Search code examples
databaseencryptiongoogle-cloud-platformhbasebigtable

Avoiding hotspotting in BigTable or HBase by using SHA1 keys


I'm using Google BigTable to store event log data according to the following constraints:

  • Each key should contain a username and timestamp, allowing contiguous reads for time-series data on a per-user basis, like this: USERNAME_TIMESTAMP.
  • I will be storing up to 10,000,000 event logs or more per day, and so naturally, I need to avoid hotspotting and ensure that I am evenly distributing records across each node.
  • There is a massive security component to this database, and as such, I'd like to encrypt the username before using it as a key in BigTable.

Obviously, I'd like to avoid doing extra steps whenever I read or write, so I was thinking of encrypting usernames using SHA1 before adding them as a key in BigTable.
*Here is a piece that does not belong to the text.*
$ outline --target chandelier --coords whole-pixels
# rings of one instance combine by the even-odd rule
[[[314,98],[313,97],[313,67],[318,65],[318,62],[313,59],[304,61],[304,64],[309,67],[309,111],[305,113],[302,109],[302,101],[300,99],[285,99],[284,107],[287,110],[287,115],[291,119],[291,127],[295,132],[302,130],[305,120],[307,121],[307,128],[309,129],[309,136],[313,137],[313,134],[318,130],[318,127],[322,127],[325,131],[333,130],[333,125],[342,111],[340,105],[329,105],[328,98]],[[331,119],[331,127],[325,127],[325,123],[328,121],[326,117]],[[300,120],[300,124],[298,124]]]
As a result, all keys in BigTable will now be formatted like this:

cf23df2207d99a74fbe169e3eba035e633b65d94_2018_01_30_15090001

We know that SHA1 is normally distributed, so given that, is it safe to assume that all of my records will be evenly distributed across nodes, while ensuring that all usernames will reside together? Will this in effect prevent hotspotting? Are there any edge cases in this approach that I've missed?


Solution

  • Assuming that User Id is well distributed (i.e. there isn't a user that will have more than 10K operations per second), this approach should be fine.

    FYI, Cloud Bigtable measures operations in rows per second, and you want to consider your peak throughput in determining the number of nodes. Each node can support 10,000 simple reads or writes per second. Our smallest production configuration is 3 nodes, which can support up to 30,000 rows per second (2.6 Billion rows per day if used continuously at the maximum).